American Federation of State, County and Municipal Employees (AFSCME) mobilized students and the university’s employees last Thursday, Nov. 15, in order to protest the working conditions of the University of California Santa Barbara campus custodians, gardeners, cooks and health care professionals such as nurses and technicians. The notable increase in student enrollment has not translated into hiring more campus custodial staff.

Thirty five to 40 students and workers went to the Office of Student Life of UCSB with a clear message to alleviate the pressure on the employees working in the current situation in the dining and residence halls, as well as in the health care division.

“Last year I was cooking for around 1,000 to 1,200 students and we were two cooks. This year, the number of students can reach 1,500 and I no longer have a colleague,” said one of UCSB’s dining hall cooks. She added that a student works with her during several hours per day, “But it’s not enough. He doesn’t have the experience of a professional cook.”

The students living in the residence halls also have noticed the situation.

“In Santa Catalina there has been the biggest change,” aid Alex Jansen, a fourth-year zoology major who is working as Commissioner of Labor at UCSB. “There now all the rooms are triple, whereas last year most of them were double.”

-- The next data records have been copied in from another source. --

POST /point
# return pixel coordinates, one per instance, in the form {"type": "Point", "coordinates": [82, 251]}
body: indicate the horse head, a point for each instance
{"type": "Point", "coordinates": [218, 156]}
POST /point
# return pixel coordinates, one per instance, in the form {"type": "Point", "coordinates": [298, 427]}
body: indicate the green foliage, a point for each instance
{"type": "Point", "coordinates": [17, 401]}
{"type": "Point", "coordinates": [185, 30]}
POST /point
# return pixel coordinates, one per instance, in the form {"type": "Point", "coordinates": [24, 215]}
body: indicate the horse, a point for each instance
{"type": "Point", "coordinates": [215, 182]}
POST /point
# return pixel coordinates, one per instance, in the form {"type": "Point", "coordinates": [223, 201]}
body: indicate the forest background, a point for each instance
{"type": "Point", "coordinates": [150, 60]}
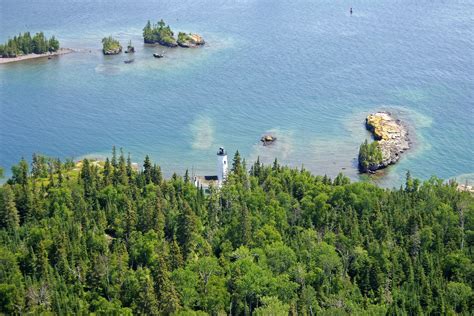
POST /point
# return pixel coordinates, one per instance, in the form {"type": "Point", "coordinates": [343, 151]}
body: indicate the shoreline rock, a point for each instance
{"type": "Point", "coordinates": [392, 138]}
{"type": "Point", "coordinates": [61, 51]}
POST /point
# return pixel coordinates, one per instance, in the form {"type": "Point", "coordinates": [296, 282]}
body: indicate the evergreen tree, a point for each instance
{"type": "Point", "coordinates": [9, 213]}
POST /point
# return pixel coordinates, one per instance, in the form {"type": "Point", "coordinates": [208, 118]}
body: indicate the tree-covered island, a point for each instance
{"type": "Point", "coordinates": [103, 238]}
{"type": "Point", "coordinates": [162, 34]}
{"type": "Point", "coordinates": [111, 46]}
{"type": "Point", "coordinates": [159, 33]}
{"type": "Point", "coordinates": [370, 156]}
{"type": "Point", "coordinates": [391, 140]}
{"type": "Point", "coordinates": [25, 44]}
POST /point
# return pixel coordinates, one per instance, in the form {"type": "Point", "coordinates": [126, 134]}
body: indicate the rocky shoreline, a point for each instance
{"type": "Point", "coordinates": [61, 51]}
{"type": "Point", "coordinates": [391, 135]}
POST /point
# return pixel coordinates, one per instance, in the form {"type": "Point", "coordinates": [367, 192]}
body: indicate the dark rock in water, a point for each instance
{"type": "Point", "coordinates": [190, 40]}
{"type": "Point", "coordinates": [267, 139]}
{"type": "Point", "coordinates": [115, 51]}
{"type": "Point", "coordinates": [392, 137]}
{"type": "Point", "coordinates": [170, 43]}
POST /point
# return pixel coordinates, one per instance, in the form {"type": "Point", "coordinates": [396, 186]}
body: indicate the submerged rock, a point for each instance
{"type": "Point", "coordinates": [190, 40]}
{"type": "Point", "coordinates": [392, 138]}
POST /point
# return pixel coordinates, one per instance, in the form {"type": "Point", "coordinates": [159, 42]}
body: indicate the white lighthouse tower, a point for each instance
{"type": "Point", "coordinates": [222, 165]}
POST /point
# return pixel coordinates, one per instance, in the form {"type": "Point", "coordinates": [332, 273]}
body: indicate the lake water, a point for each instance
{"type": "Point", "coordinates": [305, 70]}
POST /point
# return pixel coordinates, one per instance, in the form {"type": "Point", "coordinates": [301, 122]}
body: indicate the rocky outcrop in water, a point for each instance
{"type": "Point", "coordinates": [267, 139]}
{"type": "Point", "coordinates": [190, 40]}
{"type": "Point", "coordinates": [391, 136]}
{"type": "Point", "coordinates": [114, 51]}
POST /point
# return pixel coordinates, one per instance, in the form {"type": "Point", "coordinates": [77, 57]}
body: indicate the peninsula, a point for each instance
{"type": "Point", "coordinates": [391, 140]}
{"type": "Point", "coordinates": [24, 47]}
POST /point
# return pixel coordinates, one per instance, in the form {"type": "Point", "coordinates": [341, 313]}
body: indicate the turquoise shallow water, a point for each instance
{"type": "Point", "coordinates": [304, 70]}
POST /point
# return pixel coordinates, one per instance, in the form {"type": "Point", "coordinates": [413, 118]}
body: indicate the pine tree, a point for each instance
{"type": "Point", "coordinates": [166, 292]}
{"type": "Point", "coordinates": [187, 226]}
{"type": "Point", "coordinates": [10, 218]}
{"type": "Point", "coordinates": [147, 169]}
{"type": "Point", "coordinates": [107, 173]}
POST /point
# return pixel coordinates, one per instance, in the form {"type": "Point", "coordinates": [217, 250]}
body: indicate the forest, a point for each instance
{"type": "Point", "coordinates": [159, 33]}
{"type": "Point", "coordinates": [25, 44]}
{"type": "Point", "coordinates": [106, 238]}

Jansen was in charge of giving the 1,000 signatures they collected in two days to OSL.

“We want UC to turn back to the true public university that it was in the 70s,” he said.

AFSCME organizer Vanessa Guzman said that their intentions were to talk about this situation with the Vice Chancellor for Student Affairs at UCSB, Michael Young, but he was not in Santa Barbara at the time. Because of this, they presented the program to the Associate Dean of Students, Deborah Fleming.

“We are going to talk to Michael Young about this problem, and the next step is arranging a meeting with the students and workers to consider formally their petitions,” she said. Jansen said that their intentions are to conduct this meeting in public, “because all the students should know the situation.”

“All of us have been really into making it possible for Prop. 30 to pass,” said Guzman during the action. “It passed and now we want this effort we’ve done to be rewarded. UCSB’s priorities should be improving the well-being of students and employees rather than profit.”

Guzman explains that what they are asking for is to include in the workers’ contract the “safe staff” clause, which would determine the appropriate conditions of employees and avoid overworking staff. At the same time, workers ask for an improvement of their salary, because of the rising cost of living.

“We want to have a decent salary, enough to maintain our families and to afford the high standard of living of Santa Barbara,” said one of the UCSB’s groundskeepers. Most of the employees represented by the union need to have a second job in spite of working full-time at UCSB.